Washington a considéré que ces pirates étaient forcément liés au gouvernement iranien, et annoncé des sanctions. Téhéran dément avec véhémence.

 Les analystes américains ont remarqué, notamment, des lignes de code oubliées par les pirates.
Les analystes américains ont remarqué, notamment, des lignes de code oubliées par les pirates. LP/olivier Arandel

    Drôles de mails… Des milliers d'Américains ont reçu des messages à visée électorale en début de semaine. Ces courriels, envoyés d'une adresse qui semblait affiliée aux Proud Boys, ce groupe suprémaciste blanc sous le feu des critiques aux Etats-Unis, mettaient en doute la bonne tenue du scrutin du 3 novembre et appelaient en conséquence à voter pour Donald Trump, le candidat républicain. « Nous saurons vous trouver », menaçaient les membres de ce groupe d'extrême droite, foncièrement violent. En fait des Proud Boys, qui démentent être les auteurs du message, il s'agirait de pirates informatiques iraniens. Qui, selon Reuters, se seraient autopiégés.

    Jeudi, Washington a annoncé de nouvelles sanctions contre les Gardiens de la révolution, l'armée idéologique de Téhéran, la Force Qods, le Bayan Rasaneh Gistar Institute ainsi que des médias iraniens pour « tentative d'ingérence » dans la présidentielle. « Le régime iranien a visé le processus électoral des Etats-Unis avec des tentatives éhontées pour semer la discorde parmi les électeurs en répandant la désinformation en ligne et en menant des opérations malintentionnées pour les induire en erreur », a déclaré le Trésor américain dans un communiqué.

    Le secrétaire au Trésor Steven Mnuchin a évoqué des « faux récits » et « d'autres contenus trompeurs », sans établir de lien clair avec les propos, la veille, du directeur du renseignement américain. Mercredi soir, John Ratcliffe a accusé l'Iran et la Russie d'avoir mis la main, « séparément », sur des données d'électeurs américains à qui ont été envoyés les fameux e-mails, destinés « à intimider les électeurs, à inciter aux troubles sociaux et à nuire » au président Donald Trump, candidat à un second mandat.

    En début de semaine, après l'envoi du courriel au nom des Proud Boys, par milliers, dans de nombreux Etats-clé, les hackers ont aussi tenté de diffuser leur vidéo grâce à des faux comptes sur Facebook et Twitter. Selon la société d'analyse des médias sociaux Graphika, mardi soir, deux comptes Twitter ont commencé à poster des liens vers la vidéo, en tentant d'attirer l'attention de certains médias et organisations politiques. L'un des comptes se décrivait comme étant un « Trump's Soldier ».

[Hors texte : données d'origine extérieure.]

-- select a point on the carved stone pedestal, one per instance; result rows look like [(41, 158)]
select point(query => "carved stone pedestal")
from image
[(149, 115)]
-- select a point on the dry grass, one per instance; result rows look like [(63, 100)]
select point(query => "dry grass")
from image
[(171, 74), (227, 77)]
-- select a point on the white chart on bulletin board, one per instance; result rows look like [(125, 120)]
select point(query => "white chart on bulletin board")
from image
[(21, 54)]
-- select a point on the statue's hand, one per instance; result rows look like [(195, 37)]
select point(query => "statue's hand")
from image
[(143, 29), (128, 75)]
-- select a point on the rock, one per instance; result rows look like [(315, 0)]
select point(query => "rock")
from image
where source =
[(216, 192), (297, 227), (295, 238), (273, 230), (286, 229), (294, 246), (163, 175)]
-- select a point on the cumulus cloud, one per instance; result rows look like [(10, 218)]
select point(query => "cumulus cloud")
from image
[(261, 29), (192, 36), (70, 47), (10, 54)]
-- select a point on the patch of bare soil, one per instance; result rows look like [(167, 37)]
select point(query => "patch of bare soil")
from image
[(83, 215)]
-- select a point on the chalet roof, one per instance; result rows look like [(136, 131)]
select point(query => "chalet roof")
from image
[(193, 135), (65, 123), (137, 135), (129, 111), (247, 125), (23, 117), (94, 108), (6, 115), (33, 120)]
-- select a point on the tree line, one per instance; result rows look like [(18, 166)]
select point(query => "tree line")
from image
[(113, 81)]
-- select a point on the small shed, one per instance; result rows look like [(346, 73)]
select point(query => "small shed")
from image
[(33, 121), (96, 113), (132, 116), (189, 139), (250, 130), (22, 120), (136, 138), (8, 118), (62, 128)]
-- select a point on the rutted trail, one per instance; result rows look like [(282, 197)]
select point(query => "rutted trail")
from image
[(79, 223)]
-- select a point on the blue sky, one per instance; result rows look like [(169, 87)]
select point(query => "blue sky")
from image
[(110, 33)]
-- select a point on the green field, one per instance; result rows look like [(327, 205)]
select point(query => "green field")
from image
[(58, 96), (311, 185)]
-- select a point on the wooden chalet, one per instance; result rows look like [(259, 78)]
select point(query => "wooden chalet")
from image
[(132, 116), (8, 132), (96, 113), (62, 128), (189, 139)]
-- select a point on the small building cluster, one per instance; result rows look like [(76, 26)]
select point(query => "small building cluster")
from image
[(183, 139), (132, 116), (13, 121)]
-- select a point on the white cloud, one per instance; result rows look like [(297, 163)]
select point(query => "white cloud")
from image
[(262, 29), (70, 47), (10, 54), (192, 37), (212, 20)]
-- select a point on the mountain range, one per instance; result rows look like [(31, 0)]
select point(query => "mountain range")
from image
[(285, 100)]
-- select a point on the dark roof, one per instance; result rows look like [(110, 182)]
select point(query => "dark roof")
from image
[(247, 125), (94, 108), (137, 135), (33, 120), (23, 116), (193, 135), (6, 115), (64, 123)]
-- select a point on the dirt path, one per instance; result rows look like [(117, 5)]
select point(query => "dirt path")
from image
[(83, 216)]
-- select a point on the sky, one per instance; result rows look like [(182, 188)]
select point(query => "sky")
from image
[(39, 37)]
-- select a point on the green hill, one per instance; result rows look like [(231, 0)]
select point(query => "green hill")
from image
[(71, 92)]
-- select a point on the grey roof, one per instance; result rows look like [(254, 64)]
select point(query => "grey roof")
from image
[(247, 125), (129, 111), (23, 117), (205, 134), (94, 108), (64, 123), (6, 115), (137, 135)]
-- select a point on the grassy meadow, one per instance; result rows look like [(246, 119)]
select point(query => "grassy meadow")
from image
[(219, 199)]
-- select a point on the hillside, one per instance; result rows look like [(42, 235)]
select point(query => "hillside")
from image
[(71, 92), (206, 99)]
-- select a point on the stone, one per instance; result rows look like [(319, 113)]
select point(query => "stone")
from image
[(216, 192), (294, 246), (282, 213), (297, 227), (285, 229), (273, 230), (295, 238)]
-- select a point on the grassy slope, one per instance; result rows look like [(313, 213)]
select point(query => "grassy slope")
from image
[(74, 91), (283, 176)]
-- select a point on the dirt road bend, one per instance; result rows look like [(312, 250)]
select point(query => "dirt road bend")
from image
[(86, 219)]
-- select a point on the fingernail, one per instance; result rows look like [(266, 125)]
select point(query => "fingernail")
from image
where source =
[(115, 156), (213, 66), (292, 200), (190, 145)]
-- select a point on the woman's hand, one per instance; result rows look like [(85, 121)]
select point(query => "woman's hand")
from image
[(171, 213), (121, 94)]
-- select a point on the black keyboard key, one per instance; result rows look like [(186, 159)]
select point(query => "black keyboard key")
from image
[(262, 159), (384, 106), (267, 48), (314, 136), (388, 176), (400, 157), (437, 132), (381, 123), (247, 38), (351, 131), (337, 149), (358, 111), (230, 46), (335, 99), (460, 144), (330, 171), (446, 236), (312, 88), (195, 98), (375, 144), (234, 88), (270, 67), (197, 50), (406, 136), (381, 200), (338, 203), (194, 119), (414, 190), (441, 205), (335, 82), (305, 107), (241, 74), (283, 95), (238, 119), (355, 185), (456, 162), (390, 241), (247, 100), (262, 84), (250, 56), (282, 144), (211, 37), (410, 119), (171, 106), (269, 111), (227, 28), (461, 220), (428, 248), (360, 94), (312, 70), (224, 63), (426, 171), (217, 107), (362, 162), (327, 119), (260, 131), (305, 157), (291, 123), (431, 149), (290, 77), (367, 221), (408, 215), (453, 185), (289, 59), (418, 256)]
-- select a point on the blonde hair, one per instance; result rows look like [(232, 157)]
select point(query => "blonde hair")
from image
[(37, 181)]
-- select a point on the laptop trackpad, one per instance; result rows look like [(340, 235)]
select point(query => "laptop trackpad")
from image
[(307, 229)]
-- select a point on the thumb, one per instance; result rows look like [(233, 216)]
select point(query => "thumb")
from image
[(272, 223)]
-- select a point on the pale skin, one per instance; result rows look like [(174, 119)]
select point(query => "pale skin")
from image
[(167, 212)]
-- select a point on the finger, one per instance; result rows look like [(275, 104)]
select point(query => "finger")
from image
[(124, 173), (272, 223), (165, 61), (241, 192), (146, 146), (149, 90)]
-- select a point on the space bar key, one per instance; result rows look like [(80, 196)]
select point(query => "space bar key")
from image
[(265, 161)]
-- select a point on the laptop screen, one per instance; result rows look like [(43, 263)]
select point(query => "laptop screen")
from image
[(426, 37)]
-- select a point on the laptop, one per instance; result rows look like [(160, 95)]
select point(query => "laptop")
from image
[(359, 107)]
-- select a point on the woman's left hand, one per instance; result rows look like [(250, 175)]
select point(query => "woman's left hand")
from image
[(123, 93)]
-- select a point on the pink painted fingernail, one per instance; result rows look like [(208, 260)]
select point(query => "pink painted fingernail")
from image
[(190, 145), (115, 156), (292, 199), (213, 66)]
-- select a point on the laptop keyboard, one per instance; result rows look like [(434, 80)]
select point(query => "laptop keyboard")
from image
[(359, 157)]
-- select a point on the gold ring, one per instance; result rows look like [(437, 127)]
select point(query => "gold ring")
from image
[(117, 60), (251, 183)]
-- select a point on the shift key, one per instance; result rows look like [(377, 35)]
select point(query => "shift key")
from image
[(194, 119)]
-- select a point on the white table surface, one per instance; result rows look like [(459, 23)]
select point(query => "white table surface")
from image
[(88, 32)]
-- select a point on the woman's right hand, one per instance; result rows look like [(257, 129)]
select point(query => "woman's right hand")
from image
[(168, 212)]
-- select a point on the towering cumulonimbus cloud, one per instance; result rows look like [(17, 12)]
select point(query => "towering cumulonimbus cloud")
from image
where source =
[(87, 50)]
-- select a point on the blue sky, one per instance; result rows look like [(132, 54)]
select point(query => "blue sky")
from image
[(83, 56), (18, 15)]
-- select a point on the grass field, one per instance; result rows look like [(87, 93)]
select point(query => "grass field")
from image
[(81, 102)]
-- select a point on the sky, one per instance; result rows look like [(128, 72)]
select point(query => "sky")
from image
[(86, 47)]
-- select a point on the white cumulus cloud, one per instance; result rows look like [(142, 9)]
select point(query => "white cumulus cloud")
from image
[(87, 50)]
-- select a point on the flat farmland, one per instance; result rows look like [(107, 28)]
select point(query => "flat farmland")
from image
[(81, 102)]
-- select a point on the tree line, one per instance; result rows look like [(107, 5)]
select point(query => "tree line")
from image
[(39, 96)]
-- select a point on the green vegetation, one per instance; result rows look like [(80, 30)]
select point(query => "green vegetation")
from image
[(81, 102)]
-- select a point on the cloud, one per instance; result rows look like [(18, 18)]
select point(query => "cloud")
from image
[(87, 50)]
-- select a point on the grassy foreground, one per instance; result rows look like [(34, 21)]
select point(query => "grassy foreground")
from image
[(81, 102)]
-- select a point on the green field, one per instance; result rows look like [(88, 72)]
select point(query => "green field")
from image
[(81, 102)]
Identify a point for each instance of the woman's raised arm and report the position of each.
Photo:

    Une erreur de débutant

    Mais par ces manœuvres, ils se sont piégés. La vidéo montre l'écran de l'ordinateur des pirates en train de s'introduire dans un système d'inscription des électeurs pour le modifier. Sujet sensible aux Etats-Unis, où le vote par correspondance, largement répandu, pourrait donner matière à contester le résultat du scrutin. Et qui renvoie à l'élection de 2016, où des Russes avaient tenté de saper la confiance dans la légitimité de l'élection opposant Donald Trump à Hillary Clinton. Mais sur cet écran filmé, les enquêteurs du FBI, aidés par des spécialistes de Google et Microsoft, ont remarqué des bribes de code informatique, des noms de fichiers et une adresse IP. Celle-ci, hébergée par un service en ligne appelé Worldstream, établissait un lien avec une précédente action de piratage venue d'Iran. Les analystes ont ensuite recoupé ces indices avec d'autres données, notamment des interceptions de communications et l'étude du flux de données.

    La société Worldstream, basée aux Pays-Bas, a fait savoir dans un communiqué, après avoir été contactée par l'agence Reuters, que le compte associé à l'adresse IP avait été suspendu et que le serveur utilisé n'avait été mis en service que le 6 octobre. Sollicité par Worldstream, le Centre national de cybersécurité néerlandais a ouvert une enquête.

    L'attribution du courriel malveillant à des pirates informatiques installés en Iran ne signifie pas nécessairement qu'un groupe travaille sur ordre du gouvernement iranien. L'Iran a d'ailleurs martelé que les accusations étaient « infondées ». À Téhéran, le ministère iranien des Affaires étrangères a convoqué l'ambassadeur de Suisse, qui représente les intérêts des Etats-Unis en République islamique faute de relations entre les deux pays ennemis.